The Yazidis still live in internally displaced persons camps in northern Iraq, and tens of thousands have fled to other places, with some making a difficult journey to Europe. To get to Europe, they often had to go through Turkey, a country full of former ISIS members and supporters and the financial hub of ISIS today. Yazidis continued to face persecution on the way to Europe via Greek camps, often at the hands of Islamist extremists who hate them.
YAZIDI IS an ancient and complex religion, one of many that used to be more common in the Middle East before the recent genocidal extermination. Yazidis, like Druze, Mandaeans, Shabaks, Jews, Christians, Kurds, Assyrians, Syriacs, Kekei and many other groups, have been massacred and targeted in the region.
ISIS also targeted Shi’ites, murdering around 1,500 Shi’ite cadets at Camp Speicher in June 2014, often through methodical shooting and beheading.
A US-led coalition intervened to help stop the genocide in August 2014, but by then it was too late for many. Around 500,000 fled to Syria and northern Iraq’s Kurdish region, many through a corridor carved out by the People’s Protection Units (YPG). The YPG became partners of the US in Syria and formed the Syrian Democratic Forces, which liberated Raqqa from ISIS in 2017.

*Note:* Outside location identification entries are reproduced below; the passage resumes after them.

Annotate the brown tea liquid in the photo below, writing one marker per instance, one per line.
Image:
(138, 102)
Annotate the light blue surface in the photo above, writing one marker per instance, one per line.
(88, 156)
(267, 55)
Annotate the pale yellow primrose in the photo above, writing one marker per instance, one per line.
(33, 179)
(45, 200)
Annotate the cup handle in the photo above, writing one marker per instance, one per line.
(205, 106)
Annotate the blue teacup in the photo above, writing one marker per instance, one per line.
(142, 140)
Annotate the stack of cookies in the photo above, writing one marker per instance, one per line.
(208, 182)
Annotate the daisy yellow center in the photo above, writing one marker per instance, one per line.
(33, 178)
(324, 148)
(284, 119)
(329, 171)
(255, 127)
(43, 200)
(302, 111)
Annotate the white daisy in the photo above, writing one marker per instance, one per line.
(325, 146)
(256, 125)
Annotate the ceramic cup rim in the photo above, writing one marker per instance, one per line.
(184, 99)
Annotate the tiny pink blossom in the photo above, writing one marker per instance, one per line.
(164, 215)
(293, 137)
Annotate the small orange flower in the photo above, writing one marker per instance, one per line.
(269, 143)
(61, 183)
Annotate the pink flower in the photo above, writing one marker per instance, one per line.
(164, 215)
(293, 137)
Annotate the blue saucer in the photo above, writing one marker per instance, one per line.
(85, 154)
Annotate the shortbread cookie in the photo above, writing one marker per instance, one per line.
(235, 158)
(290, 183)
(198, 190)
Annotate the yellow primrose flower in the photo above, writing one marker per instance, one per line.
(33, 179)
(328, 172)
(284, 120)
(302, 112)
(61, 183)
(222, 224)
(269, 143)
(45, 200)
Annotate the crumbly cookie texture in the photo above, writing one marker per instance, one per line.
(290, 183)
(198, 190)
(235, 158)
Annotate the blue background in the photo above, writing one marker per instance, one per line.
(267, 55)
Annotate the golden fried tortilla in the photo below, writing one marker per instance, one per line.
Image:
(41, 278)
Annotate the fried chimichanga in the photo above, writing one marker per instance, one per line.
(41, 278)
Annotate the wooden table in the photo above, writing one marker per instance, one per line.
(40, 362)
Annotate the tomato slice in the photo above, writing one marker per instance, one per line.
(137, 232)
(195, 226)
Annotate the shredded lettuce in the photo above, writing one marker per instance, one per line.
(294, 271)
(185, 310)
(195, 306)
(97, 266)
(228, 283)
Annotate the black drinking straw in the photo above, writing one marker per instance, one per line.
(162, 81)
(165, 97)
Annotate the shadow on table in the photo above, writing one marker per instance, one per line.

Turkey, where many ISIS members came from, claims the SDF are “terrorists.” It often bombs Sinjar, the same area where the genocide took place, killing Yazidi survivors who Ankara claims are members of the “PKK,” the Kurdish Worker’s Party, which Turkey views as a terrorist group.
Ankara’s real goal may be to make sure Yazidis never return, Turkey has often threatened a military operation to occupy Sinjar the way it did in Afrin in northwest Syria, a Kurdish area it ethnically cleansed in 2018.
IRAQ HAS attempted to mark the genocide and care for the victims and also memorialize them. UNITAD, the UN Investigative Team to Promote Accountability for Crimes Committed by Daesh in Iraq, has helped identify the remains. An official ceremony took place in Baghdad prior to the remains being moved to Kocho.
According to reports, some 17 mass graves have been exhumed. There are more than 30 in Iraq holding the bodies of thousands of people. A representative of the Yazidi community of Armenia attended the Baghdad ceremony. Like Jews and Yazidis, Armenians were subjected to genocide.
In 2015, I went to northern Iraq and traveled to the Yazidi region of Sinjar when some of the first mass graves had been discovered. At the time, the remains of the genocide were visible, including clothing discarded by people who fled ISIS.
The mass graves were not well protected, and the remains were harmed by the elements, leaving body parts, pieces of clothing and ID cards of the victims strewn about. There was almost no support to help document the remains in the first years after the mass graves were discovered.
Some work to identify victims increased in 2018. When I went to Dohuk, in Iraqi Kurdistan, in 2019, there were still thousands of people missing, and their files needed more financial investment to be digitized and thoroughly investigated. Survivors were still living in tents.
With limited resources and support, some exhuming of graves happened in 2020, and DNA testing is taking place. The result is the beginning of the burials and identification of victims more than six years after the genocide.